Banking regulators are closely watching the evolution of AI and its relationship to banking. While there are no banking regulations specifically targeted at AI yet, the Consumer Financial Protection Bureau (CFPB) issued guidance last September regarding banks that utilize AI and related complex modelling in their consumer credit decision-making processes.[2] The CFPB guidance warns that precautions are necessary to protect consumer access to nondiscriminatory credit decisions given the continued surge in AI use for consumer credit decisions—and its concomitant algorithms, machine learning and voluminous data processing. The CFPB made clear that banks must be able to specifically explain their reasons for denial. The decision must be tailored to the action and there is no special exemption for artificial intelligence.
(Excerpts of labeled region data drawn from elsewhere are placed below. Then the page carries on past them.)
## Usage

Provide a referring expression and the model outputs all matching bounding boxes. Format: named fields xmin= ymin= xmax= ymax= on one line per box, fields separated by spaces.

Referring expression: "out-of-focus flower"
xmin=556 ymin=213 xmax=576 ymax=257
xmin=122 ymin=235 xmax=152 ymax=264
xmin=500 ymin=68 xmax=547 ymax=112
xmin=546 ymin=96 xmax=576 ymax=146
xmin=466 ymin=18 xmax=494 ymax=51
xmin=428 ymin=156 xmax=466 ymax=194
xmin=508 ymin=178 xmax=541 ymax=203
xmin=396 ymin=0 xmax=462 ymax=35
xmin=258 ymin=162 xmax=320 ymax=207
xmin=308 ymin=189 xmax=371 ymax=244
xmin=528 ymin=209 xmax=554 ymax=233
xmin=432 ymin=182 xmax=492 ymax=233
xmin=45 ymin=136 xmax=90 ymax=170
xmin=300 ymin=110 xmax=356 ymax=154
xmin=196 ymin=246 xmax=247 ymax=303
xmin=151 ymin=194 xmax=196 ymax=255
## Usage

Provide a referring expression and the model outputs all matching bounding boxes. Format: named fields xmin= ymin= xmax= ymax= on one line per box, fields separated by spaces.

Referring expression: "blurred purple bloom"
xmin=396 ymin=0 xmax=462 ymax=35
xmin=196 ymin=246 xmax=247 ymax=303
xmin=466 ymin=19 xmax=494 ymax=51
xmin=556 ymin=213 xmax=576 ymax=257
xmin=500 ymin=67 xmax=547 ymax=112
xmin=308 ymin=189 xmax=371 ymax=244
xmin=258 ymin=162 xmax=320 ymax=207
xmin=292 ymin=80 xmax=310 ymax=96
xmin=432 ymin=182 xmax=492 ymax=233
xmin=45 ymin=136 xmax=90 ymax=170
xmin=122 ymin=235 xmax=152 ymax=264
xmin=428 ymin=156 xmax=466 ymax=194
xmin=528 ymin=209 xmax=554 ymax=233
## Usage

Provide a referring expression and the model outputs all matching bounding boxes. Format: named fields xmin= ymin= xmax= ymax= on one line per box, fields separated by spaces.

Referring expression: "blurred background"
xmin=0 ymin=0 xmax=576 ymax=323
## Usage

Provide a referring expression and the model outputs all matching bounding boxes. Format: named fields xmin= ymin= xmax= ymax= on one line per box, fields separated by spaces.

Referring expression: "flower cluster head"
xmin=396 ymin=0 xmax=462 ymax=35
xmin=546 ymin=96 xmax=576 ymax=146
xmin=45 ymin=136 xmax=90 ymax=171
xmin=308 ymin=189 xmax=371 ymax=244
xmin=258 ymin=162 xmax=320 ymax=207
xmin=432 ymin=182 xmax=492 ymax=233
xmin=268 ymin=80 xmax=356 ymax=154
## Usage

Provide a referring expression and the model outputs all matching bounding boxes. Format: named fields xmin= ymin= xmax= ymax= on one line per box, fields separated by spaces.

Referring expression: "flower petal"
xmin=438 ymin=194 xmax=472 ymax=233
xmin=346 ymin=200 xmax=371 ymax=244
The CFPB's guidance further reiterated banks must comply with the Equal Credit Opportunity Act and Regulation B by providing accurate and specific explanations when they take adverse actions against consumers, regardless of AI use that may, by nature, be difficult to explain.  While this guidance focuses on adverse action notices, it also highlights the importance of using AI as a decision-making tool with proper checks and balances, rather than relying on it explicitly.  As pointed out in the recently released report on AI from the US Department of Treasury[3], like all emerging technologies, the use of artificial intelligence poses risks to the banking industry. The wise bank management team will be the one that moves into the realm of AI armed with sound policies, procedure and processes and well-trained employees, ready to identify and mitigate the risks posed by this exciting technology.

Use Cases

Assessing the benefits and drawbacks of adopting a more extensive enterprise AI strategy is step one in that expansion and execution. As banks contemplate making moves in this space, delving into practical use cases that our team has been exposed to can provide invaluable insights for decision-making. By examining current use models, executives can make well-informed decisions customized to their banking institution’s unique requirements, thus maximizing any capital expenditures. Use cases do not cover every possibility, they simply demonstrate a variety of ways in which AI is currently being used enhancing value across a banking institution.

  1. Customer Experience
    • Data-driven AI, which can allow micro-segmenting of existing customers and prospective customers, enables banks to better predict preferences and behaviors, providing tailored solutions that foster deeper engagement, opportunities for cross-selling and avenues for innovation.
  2. Service
    • Advancements like conversational bots handling basic inquiries or "smile-to-pay" identification for seamless transactions are enhancing customer service. Bots can also harness historical data to provide personalized discussions, including social media, and provide operational efficiencies using call center patterns and calculating to the second customer wait times. Additionally on the service side, SSO (single sign-on) applications using AI enhanced authenticators are being used to improve security protocols.
  3. Collections
    • AI has the potential to boost efficiencies and develop proactive strategies to assist both customers and lenders. Banks can capitalize on customer data to detect early warning signs of potential delinquencies and defaults, anticipate reasons why customers may fall behind on payments and provide tailored solutions to prevent such occurrences.
  4. Underwriting
    • Combining robotic process automation with machine learning models and a range of data sources can speed up the loan underwriting process and enhance risk evaluation. Automating tasks such as document scanning and manual data collection streamlines the process of gathering pertinent information. Machine learning models can then analyze data from multiple sources to precisely assess borrowers' risk profiles, enabling quicker loan decisions.
  5. Compliance
    • Banks can enhance efficiencies and reduce costs by harnessing AI to automate labor-intensive procedures and swiftly identify changes to the regulatory landscape, ensuring continual compliance. Further, machine learning models may spot consumer compliance issues, trends and patterns unseen by even the keenest human compliance review team.
  6. Risk
    • Fraud detection stands as the most utilized application of AI in banking today. Banks are experiencing the advantages of such applications, not only through decreased losses and more streamlined resource allocation, but also in terms of customer experience. For example, credit card companies utilize transaction and authorization data to enhance the precision and speed of fraud prediction and detection. By minimizing false positives, fewer legitimate transactions are halted, thereby enhancing the overall customer experience.

AI Readiness

Market research entity Avanade reports that 92% of organizations will need to shift to an AI-first operating model by the end of 2024 to keep pace with competitors. [4] Further, the IAPP-EY Privacy Governance Report of 2023 shows AI rocketing to the top of list for most important strategic priorities in privacy for the future. [5]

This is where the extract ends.